Data Import Parquet

Could you please add support for parquet files when performing Data Imports via the shell? Modern ETL stacks do not use CSV in our warehouses. Our entire ETLs are in Spark-like distributed frameworks in parquet formats.

Parquet has an embedded schema, column wise selection, smaller on disk, supports partitioning and warehousing via DeltaLake. It is superior in every way. Our stack has to have a special Neo4j CSV escape character class to just to dump our entire warehouse to disk as CSV for this shell tool.

Please extend this tool below to include Parquet. It can not be that complex, since other ETL tools like Spark are Java based already like Neo4j.

The next format that we're looking at will be JSON and then relational databases.

Parquet files will be a nice addition in the future, for now we need to ask you to convert them to CSV.

Btw. the tool is fully written in JS not Java, it talks to Neo4j via the JS driver.

But we're planning to add parquet import to the apoc procedure library, so you'll be able to use it from there, I had forgotten to create an issue but here it is now:

You can also import parquet with the Neo4j Arrows Flight connector that comes with the GraphDataScience library and is also enabled on AuraDS.

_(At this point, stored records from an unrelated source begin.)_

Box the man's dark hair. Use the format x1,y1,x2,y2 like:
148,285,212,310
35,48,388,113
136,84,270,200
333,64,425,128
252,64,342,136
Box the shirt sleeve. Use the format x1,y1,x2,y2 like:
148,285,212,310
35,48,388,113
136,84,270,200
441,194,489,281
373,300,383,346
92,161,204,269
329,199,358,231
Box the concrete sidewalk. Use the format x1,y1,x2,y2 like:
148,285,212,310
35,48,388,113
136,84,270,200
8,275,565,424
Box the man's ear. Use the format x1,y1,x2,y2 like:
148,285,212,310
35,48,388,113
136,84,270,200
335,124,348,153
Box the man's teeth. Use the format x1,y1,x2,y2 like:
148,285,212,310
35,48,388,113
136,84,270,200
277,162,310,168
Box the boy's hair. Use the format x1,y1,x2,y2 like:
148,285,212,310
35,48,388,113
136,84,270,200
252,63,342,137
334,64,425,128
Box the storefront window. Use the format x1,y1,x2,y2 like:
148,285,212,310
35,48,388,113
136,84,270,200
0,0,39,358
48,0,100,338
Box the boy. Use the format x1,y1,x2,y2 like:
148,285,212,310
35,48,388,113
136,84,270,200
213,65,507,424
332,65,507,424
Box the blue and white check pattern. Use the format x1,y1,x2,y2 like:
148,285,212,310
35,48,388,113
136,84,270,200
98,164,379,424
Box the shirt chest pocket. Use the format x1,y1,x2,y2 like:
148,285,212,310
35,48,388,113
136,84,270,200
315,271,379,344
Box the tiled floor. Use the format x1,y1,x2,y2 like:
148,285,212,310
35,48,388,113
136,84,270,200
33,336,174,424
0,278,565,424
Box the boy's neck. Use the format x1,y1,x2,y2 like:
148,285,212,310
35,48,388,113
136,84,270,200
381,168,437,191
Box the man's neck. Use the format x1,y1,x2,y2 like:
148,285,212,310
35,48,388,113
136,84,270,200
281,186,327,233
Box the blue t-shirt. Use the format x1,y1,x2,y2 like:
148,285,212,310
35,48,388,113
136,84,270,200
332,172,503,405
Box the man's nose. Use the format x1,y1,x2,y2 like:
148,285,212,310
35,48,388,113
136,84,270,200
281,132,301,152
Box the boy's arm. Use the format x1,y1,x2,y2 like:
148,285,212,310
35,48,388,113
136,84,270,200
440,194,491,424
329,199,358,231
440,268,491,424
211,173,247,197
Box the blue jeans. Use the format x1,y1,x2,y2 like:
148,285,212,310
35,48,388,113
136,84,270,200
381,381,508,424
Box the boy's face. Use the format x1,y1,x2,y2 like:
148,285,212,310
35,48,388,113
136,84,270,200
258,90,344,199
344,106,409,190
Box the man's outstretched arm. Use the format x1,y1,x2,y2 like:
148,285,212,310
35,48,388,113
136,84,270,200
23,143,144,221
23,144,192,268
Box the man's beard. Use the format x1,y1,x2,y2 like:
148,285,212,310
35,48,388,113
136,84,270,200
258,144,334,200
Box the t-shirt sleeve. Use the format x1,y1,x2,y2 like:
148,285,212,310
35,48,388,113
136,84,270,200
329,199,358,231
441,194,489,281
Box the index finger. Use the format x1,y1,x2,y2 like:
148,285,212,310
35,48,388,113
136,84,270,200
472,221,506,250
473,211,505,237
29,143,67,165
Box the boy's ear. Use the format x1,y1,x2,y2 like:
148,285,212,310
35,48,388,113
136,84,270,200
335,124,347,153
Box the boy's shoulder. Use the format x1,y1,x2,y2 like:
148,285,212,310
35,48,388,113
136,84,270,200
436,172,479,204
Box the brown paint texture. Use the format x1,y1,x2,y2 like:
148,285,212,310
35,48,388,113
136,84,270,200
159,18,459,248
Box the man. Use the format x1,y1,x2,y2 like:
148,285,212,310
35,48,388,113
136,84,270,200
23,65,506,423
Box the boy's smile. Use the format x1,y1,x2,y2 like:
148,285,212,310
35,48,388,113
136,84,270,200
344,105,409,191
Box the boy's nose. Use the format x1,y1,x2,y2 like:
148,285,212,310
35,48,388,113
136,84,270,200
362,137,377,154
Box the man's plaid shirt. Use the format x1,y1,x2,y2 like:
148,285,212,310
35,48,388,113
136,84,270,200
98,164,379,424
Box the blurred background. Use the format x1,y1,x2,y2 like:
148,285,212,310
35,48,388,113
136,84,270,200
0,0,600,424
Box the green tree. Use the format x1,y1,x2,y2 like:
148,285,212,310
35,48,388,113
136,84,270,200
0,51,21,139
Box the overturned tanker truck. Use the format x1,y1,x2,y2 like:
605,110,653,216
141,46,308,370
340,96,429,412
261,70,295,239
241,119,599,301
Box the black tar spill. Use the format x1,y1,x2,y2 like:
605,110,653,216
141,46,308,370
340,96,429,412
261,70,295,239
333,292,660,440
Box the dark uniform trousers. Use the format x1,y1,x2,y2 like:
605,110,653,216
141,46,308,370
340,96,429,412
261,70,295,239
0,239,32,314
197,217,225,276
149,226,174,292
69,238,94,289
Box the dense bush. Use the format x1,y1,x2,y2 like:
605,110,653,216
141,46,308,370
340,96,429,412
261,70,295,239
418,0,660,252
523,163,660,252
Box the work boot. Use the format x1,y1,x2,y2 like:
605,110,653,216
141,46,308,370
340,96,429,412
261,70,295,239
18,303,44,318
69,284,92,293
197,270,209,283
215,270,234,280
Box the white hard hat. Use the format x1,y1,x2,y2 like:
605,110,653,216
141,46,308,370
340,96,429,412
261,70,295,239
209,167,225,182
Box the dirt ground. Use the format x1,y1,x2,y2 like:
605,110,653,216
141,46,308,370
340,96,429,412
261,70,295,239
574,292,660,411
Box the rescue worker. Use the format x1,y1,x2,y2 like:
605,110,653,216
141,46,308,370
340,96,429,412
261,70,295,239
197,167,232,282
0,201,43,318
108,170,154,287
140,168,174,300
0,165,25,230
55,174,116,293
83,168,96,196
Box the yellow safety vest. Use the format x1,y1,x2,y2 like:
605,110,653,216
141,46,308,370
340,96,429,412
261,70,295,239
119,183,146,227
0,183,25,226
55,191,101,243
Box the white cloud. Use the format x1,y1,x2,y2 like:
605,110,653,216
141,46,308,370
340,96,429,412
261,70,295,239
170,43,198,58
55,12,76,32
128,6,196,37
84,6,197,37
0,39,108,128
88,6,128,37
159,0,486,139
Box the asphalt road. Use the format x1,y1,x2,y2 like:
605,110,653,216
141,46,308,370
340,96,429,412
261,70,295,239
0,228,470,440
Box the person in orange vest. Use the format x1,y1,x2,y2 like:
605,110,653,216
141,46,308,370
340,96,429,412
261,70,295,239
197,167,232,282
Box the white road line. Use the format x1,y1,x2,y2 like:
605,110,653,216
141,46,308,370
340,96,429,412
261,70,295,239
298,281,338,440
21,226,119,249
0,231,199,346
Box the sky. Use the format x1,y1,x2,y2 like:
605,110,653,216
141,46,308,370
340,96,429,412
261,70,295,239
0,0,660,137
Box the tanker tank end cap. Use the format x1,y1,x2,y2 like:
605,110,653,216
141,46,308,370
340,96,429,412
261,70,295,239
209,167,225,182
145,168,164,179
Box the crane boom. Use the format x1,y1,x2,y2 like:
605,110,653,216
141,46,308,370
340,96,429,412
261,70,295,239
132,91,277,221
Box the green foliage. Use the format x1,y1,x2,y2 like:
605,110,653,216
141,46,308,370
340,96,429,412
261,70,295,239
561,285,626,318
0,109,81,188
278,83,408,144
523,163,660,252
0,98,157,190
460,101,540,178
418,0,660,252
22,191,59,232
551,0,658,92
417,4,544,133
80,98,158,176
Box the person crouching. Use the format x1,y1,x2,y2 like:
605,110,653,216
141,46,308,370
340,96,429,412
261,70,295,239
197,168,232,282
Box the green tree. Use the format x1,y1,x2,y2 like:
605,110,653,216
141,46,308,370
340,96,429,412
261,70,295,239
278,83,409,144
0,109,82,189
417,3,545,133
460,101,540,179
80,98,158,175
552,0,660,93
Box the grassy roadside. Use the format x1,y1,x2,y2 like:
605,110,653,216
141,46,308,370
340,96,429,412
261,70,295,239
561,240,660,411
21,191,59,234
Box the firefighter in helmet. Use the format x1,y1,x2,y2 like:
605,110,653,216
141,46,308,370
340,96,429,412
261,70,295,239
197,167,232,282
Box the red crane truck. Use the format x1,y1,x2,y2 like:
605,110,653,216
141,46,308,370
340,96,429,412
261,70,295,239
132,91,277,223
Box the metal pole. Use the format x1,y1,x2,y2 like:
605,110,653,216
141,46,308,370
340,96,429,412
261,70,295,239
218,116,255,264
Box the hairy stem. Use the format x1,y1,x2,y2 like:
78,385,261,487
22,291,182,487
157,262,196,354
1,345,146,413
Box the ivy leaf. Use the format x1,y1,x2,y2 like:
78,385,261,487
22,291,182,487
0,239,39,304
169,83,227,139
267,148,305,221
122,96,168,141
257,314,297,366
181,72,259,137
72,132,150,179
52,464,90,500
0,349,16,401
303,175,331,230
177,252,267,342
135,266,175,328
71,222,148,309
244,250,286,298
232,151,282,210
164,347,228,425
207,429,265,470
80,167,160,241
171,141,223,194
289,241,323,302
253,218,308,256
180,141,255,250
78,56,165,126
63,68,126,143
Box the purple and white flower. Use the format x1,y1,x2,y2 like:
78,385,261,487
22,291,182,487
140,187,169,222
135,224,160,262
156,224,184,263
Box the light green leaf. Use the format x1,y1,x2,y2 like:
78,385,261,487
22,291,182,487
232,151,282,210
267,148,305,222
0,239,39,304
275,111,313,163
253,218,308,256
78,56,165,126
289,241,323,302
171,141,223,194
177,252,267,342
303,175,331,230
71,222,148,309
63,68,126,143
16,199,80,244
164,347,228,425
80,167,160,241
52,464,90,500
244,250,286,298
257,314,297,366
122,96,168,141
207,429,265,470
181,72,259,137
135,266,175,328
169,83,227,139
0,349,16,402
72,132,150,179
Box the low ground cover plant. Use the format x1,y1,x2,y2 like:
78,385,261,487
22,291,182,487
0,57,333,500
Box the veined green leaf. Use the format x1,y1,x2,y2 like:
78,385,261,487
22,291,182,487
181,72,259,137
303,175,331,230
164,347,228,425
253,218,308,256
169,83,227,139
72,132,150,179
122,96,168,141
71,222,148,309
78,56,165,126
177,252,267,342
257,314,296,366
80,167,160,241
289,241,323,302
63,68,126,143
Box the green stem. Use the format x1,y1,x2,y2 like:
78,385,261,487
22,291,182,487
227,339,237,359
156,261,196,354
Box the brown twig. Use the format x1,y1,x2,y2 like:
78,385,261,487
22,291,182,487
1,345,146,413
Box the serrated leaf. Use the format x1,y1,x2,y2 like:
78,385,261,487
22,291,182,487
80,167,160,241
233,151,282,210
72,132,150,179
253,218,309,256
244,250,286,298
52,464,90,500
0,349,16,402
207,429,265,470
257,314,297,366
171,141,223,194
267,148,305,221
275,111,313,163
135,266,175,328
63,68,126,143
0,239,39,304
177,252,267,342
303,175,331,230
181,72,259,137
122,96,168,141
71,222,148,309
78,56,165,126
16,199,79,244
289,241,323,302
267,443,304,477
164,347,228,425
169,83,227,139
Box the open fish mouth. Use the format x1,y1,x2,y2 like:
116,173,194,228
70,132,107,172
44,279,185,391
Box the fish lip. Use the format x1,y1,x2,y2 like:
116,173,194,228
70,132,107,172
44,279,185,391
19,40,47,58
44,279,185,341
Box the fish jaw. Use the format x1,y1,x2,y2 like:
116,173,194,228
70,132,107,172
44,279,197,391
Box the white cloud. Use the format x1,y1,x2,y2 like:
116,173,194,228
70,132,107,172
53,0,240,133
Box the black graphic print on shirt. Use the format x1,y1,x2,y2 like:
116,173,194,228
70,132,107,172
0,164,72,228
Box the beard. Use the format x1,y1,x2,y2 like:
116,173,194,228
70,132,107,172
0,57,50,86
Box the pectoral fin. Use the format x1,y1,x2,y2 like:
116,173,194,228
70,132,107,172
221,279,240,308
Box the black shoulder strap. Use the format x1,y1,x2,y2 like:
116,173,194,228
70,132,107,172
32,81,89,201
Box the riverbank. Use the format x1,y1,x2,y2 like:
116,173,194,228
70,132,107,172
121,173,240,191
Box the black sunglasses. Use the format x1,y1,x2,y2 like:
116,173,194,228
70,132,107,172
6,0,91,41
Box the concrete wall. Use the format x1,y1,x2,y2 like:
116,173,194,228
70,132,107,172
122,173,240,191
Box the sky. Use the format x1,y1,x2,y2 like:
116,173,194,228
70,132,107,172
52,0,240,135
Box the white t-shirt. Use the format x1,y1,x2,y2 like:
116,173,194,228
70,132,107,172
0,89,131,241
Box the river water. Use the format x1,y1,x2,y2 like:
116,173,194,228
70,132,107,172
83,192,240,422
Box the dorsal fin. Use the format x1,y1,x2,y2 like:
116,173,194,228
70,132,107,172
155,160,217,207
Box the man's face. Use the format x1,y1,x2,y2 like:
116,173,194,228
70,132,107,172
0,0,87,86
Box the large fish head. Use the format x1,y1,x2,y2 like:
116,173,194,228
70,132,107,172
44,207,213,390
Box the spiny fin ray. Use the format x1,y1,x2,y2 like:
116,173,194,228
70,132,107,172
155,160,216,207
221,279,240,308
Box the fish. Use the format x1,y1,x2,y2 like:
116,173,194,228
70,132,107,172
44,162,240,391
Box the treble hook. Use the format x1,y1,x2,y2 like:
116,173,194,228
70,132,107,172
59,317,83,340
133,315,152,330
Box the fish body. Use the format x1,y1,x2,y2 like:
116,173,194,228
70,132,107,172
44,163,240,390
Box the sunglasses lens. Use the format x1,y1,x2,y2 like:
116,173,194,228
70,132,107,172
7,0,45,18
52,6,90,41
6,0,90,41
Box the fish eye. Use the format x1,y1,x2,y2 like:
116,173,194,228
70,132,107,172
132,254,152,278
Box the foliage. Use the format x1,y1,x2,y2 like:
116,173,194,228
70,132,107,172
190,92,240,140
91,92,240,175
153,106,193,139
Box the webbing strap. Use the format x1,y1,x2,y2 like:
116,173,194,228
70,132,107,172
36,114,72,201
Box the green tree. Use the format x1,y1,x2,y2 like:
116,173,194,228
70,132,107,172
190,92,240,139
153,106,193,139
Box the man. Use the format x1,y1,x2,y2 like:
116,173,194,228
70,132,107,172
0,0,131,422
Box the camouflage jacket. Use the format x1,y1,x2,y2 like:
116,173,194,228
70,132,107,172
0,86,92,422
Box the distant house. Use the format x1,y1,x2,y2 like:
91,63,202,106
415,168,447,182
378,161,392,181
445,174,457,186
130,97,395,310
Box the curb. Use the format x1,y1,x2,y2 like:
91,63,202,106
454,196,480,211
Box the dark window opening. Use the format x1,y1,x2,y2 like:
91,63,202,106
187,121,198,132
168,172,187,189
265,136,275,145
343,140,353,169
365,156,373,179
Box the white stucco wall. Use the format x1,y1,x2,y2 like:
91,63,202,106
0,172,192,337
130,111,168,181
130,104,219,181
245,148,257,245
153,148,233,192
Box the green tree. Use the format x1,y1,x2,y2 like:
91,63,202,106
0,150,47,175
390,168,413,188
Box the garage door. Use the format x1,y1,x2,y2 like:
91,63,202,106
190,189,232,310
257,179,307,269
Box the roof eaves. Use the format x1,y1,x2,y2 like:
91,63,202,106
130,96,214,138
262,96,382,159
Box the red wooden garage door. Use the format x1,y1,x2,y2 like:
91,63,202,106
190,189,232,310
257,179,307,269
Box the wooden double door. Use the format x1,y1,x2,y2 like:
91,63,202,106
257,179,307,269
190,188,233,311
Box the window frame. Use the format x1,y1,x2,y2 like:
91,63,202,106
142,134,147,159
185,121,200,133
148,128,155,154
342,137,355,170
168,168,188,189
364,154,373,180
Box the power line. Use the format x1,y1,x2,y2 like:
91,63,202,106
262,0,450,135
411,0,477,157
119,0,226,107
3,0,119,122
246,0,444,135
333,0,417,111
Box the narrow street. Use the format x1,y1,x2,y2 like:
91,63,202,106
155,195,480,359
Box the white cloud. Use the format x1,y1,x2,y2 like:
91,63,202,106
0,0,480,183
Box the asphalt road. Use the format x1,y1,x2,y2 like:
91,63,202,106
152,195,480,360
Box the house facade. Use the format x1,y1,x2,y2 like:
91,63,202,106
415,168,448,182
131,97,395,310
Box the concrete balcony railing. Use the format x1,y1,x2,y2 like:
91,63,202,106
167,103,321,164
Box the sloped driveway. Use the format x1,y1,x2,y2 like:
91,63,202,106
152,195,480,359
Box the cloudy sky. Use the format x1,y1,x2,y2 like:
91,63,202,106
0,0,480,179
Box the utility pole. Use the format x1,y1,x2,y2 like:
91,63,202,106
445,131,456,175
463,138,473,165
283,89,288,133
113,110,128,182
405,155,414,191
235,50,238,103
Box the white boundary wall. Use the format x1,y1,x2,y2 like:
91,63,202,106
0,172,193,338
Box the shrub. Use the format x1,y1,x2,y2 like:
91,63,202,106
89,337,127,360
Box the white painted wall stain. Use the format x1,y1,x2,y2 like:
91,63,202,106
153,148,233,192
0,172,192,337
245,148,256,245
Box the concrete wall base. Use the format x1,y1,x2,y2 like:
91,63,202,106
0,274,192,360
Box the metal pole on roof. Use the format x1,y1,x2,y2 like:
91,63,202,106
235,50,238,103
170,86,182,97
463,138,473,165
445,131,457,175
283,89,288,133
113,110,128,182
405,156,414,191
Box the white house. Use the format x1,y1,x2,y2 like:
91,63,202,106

I am surprised JSON and relational databases are in demand for high-volume imports. Our data ingest far exceeds what is practical to store in JSON or relational formats. Only big data parquet / deltalake warehouses suffice. I don't know anyone in the Big Data space using JSON or relational.

Your shell loader seems to handle CSV efficiently, however, it takes huge run times just to convert parquet / deltalake to CSV just to load into Neo.

Would you consider open-sourcing your JS shell? The community could then extend your shell for the file formats as required.

Actually it's not a JS shell, it's a bespoke, high performance CSV importer.

It's part of the OSS neo4j code, and parquet and cloud storage support is on the plan.

In the meantime:
To speed up your parquet -> CSV transformation you could use duckdb which has great support for delta lake format conversions.

Just curious what is the size/shape of the files you are trying to import?